Num ano de forte recessão e apesar das mais recentes estimativas do FMI apontem para uma perda de produto global de 25 biliões de dólares entre 2020 e 2025, alguns mercados estão a transacionar a níveis próximos de máximos e outros já recuperaram boa parte das quedas dos meses de março a maio
A grande questão dos nossos dias é se faz sentido termos uma pandemia e os mercados estarem a transacionar a níveis superiores aos pré-pandemia
Explicação #1: Esta é uma crise diferente em que as economias estavam a crescer bem e não houve destruição da atividade
Explicação #2: Diferente composição e fatores contributivos para GDP e índices
Explicação #4: Diferente dinâmica: política monetária e as baixas taxas de juro trazem TINA e FOMO e inflação dos preços dos ativos
Explicação #5: Diferente economia: política orçamental mantém os rendimentos das famílias
Em conclusão, os mercados estão demasiado complacentes e muito vulneráveis a correções associadas a agravamentos de sentimento e de circunstâncias da atividade, havendo, contudo, uma “silver lining” ou mesmo uma “silver bullet” (luz ao fundo do túnel, ou mesmo uma poção mágica) que será uma vacina e/ou tratamentos ao virar da esquina
Os passatempos de “Descubra as diferenças” ou “Onde está o Wally” foram e ainda são bastante populares e podem aplicar-se a esta questão da desconexão entre a economia e os mercados provocada pela crise pandémica.
Na verdade, temos dois registos divergentes da economia e dos mercados que devem estar e normalmente estão alinhados e sincronizados.
Os analistas dos mercados financeiros e os gestores de investimento dividem-se em polos opostos.
Muitos afirmam perentoriamente que existe uma profunda desconexão entre os mercados e a economia, com base na factualidade dos dados, ou seja, mercados em máximos e economia deprimida, em contração de produto e emprego. Muitos outros defendem assertivamente o contrário, que os mercados estão em máximos porque a economia estava bem antes da pandemia, está a reagir bem às medidas adotadas e terá uma rápida recuperação pois não houve destruição de capacidade produtiva, mas antes suspensão ou paralisação da atividade.
A resposta a esta questão passa por começar por procurar descobrir as razões por que eventualmente as diferenças não são assim tão evidentes ou há algumas pequenas semelhanças que se estão a tornar importantes.
Concluímos este exercício ponderando os vários os argumentos e concluir se efetivamente temos desconexão ou não.
Não vamos levar o suspense até ao fim, até porque o desenvolvimento será algo extenso. Antecipamos as conclusões. Muito embora haja algumas razões válidas para o bom desempenho dos mercados, acreditamos que os mercados estão a ser demasiado complacentes para a situação económica real. Em nossa opinião é muito difícil justificar os mercados em níveis próximos dos máximos ou a recuperarem para níveis anteriores aos da pandemia com o contexto económico presente.
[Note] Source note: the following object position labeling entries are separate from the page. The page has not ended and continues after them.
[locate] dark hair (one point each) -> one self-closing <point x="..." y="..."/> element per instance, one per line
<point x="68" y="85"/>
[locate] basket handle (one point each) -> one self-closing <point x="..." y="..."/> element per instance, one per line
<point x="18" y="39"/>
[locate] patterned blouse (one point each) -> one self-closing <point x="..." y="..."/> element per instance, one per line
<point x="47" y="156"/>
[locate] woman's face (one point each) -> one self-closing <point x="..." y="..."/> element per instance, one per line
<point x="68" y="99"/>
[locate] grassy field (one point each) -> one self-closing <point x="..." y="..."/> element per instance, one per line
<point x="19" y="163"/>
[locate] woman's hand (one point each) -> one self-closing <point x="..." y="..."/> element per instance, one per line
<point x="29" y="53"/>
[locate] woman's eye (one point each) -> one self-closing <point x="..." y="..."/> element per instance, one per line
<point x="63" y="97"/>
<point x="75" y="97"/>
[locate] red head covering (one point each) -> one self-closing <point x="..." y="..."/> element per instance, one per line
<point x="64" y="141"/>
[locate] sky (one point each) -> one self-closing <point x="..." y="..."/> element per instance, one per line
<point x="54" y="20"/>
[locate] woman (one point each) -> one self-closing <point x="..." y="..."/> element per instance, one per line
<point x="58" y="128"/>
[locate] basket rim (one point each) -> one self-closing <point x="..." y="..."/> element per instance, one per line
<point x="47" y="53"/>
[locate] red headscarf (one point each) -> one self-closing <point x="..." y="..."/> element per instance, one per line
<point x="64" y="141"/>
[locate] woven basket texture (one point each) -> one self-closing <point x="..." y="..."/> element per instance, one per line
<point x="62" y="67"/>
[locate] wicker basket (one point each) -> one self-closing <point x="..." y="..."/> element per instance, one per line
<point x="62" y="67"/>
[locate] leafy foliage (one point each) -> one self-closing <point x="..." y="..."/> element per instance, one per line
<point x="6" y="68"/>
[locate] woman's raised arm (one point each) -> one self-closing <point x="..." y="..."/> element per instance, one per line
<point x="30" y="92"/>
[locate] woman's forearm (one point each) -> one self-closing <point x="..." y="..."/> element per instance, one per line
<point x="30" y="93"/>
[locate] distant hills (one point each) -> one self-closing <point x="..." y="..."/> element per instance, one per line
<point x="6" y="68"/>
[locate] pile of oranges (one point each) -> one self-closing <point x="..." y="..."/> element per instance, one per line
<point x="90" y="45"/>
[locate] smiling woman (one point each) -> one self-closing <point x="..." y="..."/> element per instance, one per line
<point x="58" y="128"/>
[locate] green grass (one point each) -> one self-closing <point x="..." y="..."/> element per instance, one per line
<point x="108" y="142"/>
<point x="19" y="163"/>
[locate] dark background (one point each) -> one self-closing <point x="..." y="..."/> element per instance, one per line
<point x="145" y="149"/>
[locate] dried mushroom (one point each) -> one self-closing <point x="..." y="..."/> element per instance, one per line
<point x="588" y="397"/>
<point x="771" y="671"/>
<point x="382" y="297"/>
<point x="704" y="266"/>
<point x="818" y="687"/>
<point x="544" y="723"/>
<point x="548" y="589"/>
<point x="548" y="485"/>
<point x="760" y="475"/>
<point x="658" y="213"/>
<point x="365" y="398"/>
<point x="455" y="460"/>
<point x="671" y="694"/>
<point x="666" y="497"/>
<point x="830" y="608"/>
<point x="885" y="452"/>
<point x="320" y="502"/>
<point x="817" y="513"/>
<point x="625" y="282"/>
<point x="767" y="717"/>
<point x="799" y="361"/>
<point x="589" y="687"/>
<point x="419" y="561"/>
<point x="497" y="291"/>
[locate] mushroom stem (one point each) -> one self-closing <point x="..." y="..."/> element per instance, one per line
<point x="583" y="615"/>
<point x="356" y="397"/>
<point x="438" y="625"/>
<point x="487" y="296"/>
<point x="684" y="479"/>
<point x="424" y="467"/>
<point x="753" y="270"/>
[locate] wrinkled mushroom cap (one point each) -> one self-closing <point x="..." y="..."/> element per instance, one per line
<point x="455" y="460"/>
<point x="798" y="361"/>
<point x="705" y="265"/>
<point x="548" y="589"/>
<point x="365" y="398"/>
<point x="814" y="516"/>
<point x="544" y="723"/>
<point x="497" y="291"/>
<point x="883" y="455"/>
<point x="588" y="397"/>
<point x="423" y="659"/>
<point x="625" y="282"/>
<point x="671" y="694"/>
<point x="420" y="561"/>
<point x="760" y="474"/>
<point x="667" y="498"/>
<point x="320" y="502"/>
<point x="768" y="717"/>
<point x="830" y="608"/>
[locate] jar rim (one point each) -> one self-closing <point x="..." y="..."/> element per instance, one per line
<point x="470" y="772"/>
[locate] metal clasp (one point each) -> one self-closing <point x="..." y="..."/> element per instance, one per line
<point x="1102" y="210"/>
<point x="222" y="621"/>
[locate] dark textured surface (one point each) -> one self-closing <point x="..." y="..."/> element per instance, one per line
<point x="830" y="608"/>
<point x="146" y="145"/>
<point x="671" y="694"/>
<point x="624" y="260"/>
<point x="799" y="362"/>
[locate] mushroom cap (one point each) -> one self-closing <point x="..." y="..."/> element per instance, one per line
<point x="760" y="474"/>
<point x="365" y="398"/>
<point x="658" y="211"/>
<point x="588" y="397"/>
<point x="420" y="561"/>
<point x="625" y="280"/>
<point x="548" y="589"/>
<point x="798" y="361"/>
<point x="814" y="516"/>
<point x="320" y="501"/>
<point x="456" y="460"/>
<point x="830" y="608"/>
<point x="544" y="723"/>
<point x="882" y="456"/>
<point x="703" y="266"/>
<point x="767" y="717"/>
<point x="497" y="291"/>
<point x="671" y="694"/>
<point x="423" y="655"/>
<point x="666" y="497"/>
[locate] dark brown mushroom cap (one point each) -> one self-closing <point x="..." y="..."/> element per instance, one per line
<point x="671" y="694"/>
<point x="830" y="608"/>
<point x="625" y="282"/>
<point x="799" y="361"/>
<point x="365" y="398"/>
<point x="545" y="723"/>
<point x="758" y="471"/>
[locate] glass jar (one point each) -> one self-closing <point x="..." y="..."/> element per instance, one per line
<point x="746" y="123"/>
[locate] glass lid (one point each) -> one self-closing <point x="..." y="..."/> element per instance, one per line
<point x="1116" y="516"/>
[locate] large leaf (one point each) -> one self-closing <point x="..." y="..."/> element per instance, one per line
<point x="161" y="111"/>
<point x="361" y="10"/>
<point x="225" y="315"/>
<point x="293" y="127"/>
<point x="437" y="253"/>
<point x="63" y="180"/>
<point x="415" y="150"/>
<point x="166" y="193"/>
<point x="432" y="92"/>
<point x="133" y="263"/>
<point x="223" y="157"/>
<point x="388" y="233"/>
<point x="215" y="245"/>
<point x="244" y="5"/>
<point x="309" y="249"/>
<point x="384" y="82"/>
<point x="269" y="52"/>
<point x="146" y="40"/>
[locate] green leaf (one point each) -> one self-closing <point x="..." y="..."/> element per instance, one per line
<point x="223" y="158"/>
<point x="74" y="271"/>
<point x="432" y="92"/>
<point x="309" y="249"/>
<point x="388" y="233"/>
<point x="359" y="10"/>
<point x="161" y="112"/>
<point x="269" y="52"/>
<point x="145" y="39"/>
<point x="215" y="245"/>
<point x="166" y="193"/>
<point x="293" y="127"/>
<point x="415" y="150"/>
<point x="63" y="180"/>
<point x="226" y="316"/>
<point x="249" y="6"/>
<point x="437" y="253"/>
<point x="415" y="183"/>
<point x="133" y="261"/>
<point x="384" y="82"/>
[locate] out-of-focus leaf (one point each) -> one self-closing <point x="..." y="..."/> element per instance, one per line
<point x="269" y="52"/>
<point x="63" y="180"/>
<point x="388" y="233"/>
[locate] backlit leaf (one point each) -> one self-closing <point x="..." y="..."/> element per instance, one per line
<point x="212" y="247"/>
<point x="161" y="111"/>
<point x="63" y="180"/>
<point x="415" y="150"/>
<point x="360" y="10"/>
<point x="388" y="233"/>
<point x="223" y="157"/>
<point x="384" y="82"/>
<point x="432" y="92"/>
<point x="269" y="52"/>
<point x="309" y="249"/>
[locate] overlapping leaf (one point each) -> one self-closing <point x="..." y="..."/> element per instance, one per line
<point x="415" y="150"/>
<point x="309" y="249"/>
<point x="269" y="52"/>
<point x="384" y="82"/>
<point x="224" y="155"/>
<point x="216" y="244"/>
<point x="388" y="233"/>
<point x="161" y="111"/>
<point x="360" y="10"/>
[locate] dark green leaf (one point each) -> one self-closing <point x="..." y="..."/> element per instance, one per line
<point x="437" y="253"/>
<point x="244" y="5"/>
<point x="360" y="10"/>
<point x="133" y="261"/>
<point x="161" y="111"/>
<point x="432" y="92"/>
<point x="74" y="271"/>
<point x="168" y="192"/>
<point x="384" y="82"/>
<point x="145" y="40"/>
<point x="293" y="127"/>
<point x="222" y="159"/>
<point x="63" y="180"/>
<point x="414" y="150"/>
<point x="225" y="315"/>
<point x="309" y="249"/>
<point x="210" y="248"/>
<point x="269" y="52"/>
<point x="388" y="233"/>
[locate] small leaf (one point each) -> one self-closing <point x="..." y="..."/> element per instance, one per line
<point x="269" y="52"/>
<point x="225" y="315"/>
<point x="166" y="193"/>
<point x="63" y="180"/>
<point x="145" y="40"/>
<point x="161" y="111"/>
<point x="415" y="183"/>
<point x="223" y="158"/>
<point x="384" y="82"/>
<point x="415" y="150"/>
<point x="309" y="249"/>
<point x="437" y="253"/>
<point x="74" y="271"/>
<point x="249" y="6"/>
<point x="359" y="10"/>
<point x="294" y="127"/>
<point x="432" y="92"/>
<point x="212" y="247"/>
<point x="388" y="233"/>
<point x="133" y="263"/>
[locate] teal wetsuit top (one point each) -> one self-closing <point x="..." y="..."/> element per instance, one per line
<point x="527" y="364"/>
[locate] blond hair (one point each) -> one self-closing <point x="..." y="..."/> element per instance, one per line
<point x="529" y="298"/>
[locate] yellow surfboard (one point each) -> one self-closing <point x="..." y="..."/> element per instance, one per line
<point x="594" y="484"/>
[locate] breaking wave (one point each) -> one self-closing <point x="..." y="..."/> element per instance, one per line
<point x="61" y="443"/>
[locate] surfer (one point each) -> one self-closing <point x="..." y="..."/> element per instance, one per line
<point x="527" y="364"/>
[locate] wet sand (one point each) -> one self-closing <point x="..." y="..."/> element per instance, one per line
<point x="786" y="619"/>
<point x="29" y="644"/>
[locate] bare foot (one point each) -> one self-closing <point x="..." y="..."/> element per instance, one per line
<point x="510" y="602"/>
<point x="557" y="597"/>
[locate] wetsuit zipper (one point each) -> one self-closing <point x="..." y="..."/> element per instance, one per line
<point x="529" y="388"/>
A não ser que o silver lining ou a silver bullet de uma vacina e/ou de um tratamento eficaz esteja ao virar da esquina!
Num ano de forte recessão e apesar das mais recentes estimativas do FMI apontem para uma perda de produto global de 25 biliões de dólares entre 2020 e 2025, alguns mercados estão a transacionar a níveis próximos de máximos e outros já recuperaram boa parte das quedas dos meses de março a maio
Com a paralisação da atividade decorrente da pandemia o PIB mundial irá contrair-se em cerca de 4,4% em 2020, e recuperar cerca de 5,2% em 2021, segundo as últimas previsões de outubro feitas pelo FMI.
O FMI estima ainda que aquele evento representará uma perda total do produto de 25 biliões até 2025, decorrente da queda da atividade em geral, da falência de empresas e da redução não só temporária, mas também permanente de emprego.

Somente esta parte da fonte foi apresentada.